Il est admis alors (bien que cela puisse être sujet à débat) que Satoshi Nakamoto voyait dans le bitcoin une monnaie exempte de ce type de crise.
Contrairement au système traditionnel de monnaie fiduciaire, Bitcoin a été créé comme une monnaie à offre fixe (21 millions d’unités) donnant naissance à un cadre économique alternatif qui fonctionne de manière totalement différente.
Plus encore, Bitcoin est géré par un réseau de nœuds distribué appelé la blockchain, qui ne nécessite pas d’entité unique pour contrôler le réseau. Cela signifie qu’il n’y a pas besoin d’une banque centrale et qu’il n’y a pas d’autorité en charge.
Ces deux éléments combinés ( offre fixe et aucune autorité de contrôle) font du Bitcoin, un système diamétralement opposé aux banques centrales et aux système de réserves fractionnaires qu’elles utilisent.
Pourquoi Bitcoin ne comprend pas un système de réserves fractionnaires ?
Bitcoin n’est pas adapté (dans l’absolu ) à un système de réserves fractionnaires pour plusieurs raisons. Premièrement, Bitcoin a été conçu pour être décentralisé, ce qui signifie qu’il n’y a pas d’autorité centrale comme une banque qui contrôle la monnaie. Cela serait extrêmement difficile techniquement d’imaginer un sytème dans le fonctionnement actuel du Bitcoin qui permettrait de créer des unités de bitcoins basés sur des bitcoins existants. Ce serait là une sorte d’antinomie au mécanisme de proof-of-work qui soutient le réseau.
Deuxièmement, l’émission de Bitcoin est limitée à 21 millions d’unités, ce qui signifie qu’aucune nouvelle unité ne sera générée une fois cette limite atteinte. Il est alors impossible de changer ce plafond, sans risquer de détruire le principe clé du Bitcoin, à savoir une offre limitée, dans le temps.
En un mot, Bitcoin contre-carre l’idée même du système de réserve fractionnaire. Pour beaucoup de partisan de cette cryptomonnaie, c’est aussi là, le gage d’une économie forte et solide qui ne peut imprimer de la monnaie sur simple demande.
Réflexions Finales
Penser le bien-fondé du système de réserves fractionnaires est une tâche éminemment complexe. Différents facteurs socio-économiques doivent être considéré pour émettre un jugement. Dans certaines situations et à certaines époque, le système de réserve fractionnaire a pu joué un rôle déterminant dans le développement économique de certains pays. La révolution industrielle a certainement profité pleinement de ce système, ce qui a permis à des nombreux pays de s’enrichir et d’obtenir une croissance économique rapide.

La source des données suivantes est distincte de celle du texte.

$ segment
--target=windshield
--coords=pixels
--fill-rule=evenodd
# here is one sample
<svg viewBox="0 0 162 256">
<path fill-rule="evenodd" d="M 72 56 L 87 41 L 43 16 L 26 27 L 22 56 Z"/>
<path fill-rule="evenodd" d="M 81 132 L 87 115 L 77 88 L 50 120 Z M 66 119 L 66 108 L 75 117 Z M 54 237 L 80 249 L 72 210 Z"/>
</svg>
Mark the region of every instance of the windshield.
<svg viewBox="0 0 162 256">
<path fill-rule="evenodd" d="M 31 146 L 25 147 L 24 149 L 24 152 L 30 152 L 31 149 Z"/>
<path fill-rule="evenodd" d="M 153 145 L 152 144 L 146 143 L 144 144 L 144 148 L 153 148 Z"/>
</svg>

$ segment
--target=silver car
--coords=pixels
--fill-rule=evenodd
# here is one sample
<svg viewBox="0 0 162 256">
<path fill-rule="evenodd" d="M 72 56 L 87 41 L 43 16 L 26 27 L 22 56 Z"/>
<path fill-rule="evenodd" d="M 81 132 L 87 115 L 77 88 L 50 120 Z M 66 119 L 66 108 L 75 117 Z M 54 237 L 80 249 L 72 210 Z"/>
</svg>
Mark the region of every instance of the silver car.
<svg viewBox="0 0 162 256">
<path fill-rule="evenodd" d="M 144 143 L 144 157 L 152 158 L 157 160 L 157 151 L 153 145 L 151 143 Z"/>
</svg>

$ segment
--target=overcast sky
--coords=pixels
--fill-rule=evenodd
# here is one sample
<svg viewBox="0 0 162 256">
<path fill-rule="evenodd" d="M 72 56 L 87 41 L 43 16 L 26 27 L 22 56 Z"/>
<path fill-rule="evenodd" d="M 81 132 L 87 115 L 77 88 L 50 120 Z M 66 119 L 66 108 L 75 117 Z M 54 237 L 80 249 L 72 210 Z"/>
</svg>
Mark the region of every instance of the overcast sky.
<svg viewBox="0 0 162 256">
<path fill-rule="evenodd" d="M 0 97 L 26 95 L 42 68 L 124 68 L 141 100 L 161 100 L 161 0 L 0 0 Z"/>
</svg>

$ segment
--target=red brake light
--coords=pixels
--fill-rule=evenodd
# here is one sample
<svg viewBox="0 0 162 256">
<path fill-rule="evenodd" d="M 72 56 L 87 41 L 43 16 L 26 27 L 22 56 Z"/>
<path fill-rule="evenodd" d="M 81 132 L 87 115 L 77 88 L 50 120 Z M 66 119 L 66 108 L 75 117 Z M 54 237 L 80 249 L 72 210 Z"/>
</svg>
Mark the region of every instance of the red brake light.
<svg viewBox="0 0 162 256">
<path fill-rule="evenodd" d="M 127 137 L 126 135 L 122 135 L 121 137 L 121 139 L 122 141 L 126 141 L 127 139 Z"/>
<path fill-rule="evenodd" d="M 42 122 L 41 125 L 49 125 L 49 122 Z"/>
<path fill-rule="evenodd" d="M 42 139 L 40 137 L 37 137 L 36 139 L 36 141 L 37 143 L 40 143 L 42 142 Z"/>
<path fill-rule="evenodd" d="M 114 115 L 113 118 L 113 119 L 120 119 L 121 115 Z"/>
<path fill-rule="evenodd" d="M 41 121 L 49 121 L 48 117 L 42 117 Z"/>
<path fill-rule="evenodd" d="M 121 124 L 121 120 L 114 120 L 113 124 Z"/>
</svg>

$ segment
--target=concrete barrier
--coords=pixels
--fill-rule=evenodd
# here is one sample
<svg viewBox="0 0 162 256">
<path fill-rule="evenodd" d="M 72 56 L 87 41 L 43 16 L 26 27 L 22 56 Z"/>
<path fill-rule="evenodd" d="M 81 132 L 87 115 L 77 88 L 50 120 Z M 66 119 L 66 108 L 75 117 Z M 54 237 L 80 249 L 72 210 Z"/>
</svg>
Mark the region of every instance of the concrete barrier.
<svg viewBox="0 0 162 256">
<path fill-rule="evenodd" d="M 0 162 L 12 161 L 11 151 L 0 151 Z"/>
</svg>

Toutefois, certains économistes attribuent les crises au système de réserve fractionnaire, qui peut, être comme une épée de Damoclès sur le peuple, qui doit s’attendre à traverser des crises de façon perpétuelle, comme nous le rappelle le prix Nobel Paul Krugman ( cf « Pourquoi les crises reviennent toujours« ).
Et, c’est aussi là où Bitcoin devient intéressant. En éliminant complètement le système de réserves fractionnaire, il nous offre une nouvelle fenêtre de pensée où l’on peut imaginer un système qui se passerait de la création monétaire ex-nihilo et de ses conséquences sur l’économie….
Disclaimer : Les opinions exprimées sont personnelles et engagent uniquement l’auteur de l’article et ne reflètent pas nécessairement celles du magazine Zonebitcoin.